Obligatory Black Friday Stampede Death PostDecember 2, 2008
I know I’m more than a few days late on this. I apologize, but I’ve been a little busy with other stuff. But hey, better late than never:
Having worked in retail for over a decade, and witnessing my share of craziness on Black Friday (years ago, I remember telling myself that I had lost hope in humanity the day I saw one sweet old lady shove another over a free clock radio), I figured that I better comment on this.
I was getting my daily dose of talk radio the day after it happened, and as usual, there were quite a few opinions about who was to blame and questions about what would drive such madness, but there was something that I didn’t hear anyone point out. That is, the notion that this wasn’t “stuff” that people were jockeying for. This was money.
Here’s the thing. Assume for a second that you’re predisposed to buy a 50″ plasma TV. You’re going to buy one. Assume again that the regular cost is $1600. So, if a local retailer is advertising that they can get this same TV for $800 if you’re one of the first people through the doors at 5 AM, you’re not racing for the TV. You’re racing for the other $800.
So, for the sake of making a point, imagine that your local bank put out an advertisement that said that they’re giving away stacks of cash, and you’ll get it if you’re one of the first people through the door. Does anyone have any illusions about what kind of mob scene they’d have on their hands? I don’t think so. I would think that any rational person might even suggest that the bank make sure that they have police donning riot gear on hand. Now, if the bank had no preparation, and in the chaos someone got trampled to death. Does one blame the mob, or the stupid people at the bank?
At what point does a “door buster” sale become as dangerous as yelling “FIRE” in a crowded theater?
Now, I know that the “stacks of cash” may be an exaggeration of an example, and I’m sure that there are a certain number of shoppers out there that are more motivated by some bragging rights than pure greed, but the point is that there are certain precautions that these retailers need to take in the way of crowd control if they’re going to do this sort of thing. There’s certainly no excuse for being taken by surprise, since I watched it get a little worse year after year (at least from where I was sitting).

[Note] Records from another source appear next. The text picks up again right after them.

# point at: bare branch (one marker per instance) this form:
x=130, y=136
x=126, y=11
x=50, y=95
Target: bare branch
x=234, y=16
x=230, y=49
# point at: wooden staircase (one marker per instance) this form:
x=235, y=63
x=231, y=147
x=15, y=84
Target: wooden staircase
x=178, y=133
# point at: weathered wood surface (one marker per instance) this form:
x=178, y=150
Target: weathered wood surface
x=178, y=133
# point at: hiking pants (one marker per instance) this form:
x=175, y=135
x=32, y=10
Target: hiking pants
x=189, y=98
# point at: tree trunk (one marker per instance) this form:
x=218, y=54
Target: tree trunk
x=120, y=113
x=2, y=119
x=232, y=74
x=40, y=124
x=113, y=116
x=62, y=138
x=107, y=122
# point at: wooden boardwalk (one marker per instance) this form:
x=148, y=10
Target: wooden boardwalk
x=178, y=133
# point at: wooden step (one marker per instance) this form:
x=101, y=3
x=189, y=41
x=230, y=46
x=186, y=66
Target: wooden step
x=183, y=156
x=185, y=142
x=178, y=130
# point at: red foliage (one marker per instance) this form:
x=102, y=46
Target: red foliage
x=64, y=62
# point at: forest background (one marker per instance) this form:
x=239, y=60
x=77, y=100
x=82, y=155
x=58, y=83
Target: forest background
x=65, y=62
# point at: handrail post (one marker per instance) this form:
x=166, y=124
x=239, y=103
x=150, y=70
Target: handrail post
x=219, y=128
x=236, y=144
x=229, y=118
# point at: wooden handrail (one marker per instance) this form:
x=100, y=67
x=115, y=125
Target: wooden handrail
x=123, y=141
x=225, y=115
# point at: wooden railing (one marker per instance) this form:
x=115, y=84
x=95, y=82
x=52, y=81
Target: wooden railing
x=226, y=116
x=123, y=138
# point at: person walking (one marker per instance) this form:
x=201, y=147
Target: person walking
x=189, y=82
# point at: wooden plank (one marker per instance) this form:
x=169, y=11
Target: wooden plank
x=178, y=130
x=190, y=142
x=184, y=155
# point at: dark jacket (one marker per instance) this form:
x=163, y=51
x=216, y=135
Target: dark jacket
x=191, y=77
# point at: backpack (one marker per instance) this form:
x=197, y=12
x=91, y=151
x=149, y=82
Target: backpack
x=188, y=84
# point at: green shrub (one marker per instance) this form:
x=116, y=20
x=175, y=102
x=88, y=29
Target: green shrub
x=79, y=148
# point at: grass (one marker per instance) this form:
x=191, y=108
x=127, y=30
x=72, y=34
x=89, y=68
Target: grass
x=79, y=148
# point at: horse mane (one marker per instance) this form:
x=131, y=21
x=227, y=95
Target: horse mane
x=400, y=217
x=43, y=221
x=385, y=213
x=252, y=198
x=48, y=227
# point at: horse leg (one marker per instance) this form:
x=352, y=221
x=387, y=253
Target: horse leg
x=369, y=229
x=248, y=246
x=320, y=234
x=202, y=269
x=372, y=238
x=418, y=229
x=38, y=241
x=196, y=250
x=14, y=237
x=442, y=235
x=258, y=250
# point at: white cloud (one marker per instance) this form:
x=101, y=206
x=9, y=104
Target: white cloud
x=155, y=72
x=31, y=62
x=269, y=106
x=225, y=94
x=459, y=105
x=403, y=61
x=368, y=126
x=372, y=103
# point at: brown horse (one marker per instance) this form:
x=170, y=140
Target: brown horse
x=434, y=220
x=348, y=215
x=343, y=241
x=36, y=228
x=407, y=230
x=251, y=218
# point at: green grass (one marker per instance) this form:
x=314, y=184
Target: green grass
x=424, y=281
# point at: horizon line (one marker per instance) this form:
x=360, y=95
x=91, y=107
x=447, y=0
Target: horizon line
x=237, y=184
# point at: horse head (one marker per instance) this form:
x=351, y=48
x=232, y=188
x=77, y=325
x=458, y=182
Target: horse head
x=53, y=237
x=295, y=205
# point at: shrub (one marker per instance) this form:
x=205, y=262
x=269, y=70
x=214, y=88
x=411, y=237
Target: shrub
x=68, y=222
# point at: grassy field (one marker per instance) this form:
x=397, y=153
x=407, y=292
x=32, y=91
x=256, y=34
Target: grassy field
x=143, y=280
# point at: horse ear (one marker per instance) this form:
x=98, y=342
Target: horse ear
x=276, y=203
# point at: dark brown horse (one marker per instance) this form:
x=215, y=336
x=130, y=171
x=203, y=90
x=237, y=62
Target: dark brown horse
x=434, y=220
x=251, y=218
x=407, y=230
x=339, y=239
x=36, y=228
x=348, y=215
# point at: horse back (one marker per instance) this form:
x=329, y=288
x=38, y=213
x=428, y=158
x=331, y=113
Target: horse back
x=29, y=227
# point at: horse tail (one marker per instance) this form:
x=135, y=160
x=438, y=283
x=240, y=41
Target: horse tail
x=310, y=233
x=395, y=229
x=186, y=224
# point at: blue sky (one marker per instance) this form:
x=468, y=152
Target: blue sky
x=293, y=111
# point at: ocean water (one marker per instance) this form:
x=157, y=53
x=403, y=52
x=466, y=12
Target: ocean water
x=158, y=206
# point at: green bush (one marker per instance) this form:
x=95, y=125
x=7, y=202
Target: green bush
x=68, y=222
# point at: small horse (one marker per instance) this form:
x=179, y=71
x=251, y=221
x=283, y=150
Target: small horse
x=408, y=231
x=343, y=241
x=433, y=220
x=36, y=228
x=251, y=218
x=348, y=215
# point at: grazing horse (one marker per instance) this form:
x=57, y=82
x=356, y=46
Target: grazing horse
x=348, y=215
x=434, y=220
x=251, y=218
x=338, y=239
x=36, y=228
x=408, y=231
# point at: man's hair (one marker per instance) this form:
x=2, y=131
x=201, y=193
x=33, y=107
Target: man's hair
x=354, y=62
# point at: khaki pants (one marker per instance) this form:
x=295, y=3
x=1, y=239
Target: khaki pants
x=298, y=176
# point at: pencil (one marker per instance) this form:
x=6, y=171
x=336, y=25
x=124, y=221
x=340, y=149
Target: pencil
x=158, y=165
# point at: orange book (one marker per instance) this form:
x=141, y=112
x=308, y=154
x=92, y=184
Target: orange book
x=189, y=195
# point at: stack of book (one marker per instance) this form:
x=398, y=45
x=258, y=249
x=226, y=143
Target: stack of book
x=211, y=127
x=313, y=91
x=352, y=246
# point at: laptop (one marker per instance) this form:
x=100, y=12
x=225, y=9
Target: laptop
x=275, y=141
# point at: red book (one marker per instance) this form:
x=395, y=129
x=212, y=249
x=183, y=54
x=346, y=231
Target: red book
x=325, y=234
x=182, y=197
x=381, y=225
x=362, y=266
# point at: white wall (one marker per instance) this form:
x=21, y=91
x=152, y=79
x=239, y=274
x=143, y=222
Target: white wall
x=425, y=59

I know what you’re thinking. Like “OK genius, what would YOU do to control the mob?” And I’d naturally segue into what we did at our store, which actually worked quite well. You see, instead of handling the customers in a chaotic reaction to a metaphorical dam-breaking (like obviously happened at this WalMart), we’d catch the customers as they came in the parking lot. We’d have greeters out there early, meeting people as they came in. We’d talk to them, ask what items they intended on purchasing, and gave them a voucher for those items. And since we only had as many vouchers for each item as we had items, there was no risk of people fighting over them. No voucher, no item. Customers could take off, have breakfast, and come back and pick up their thing. Does it ruin the “thrill” of chaotic holiday shopping? Probably. But, heck, no one died at least.
Anyway, one really has to wonder what the hell these employees at the WalMart must have been thinking to themselves as they saw the mob of a couple thousand people gather outside. I’m guessing that, at some point, the management realized that they had gotten a little over their heads. But what did they do? Because they obviously didn’t adequately prepare for what came barging down their doors, I’m inclined to blame WalMart for the tragedy (unlike the hosts of my local FM talk show).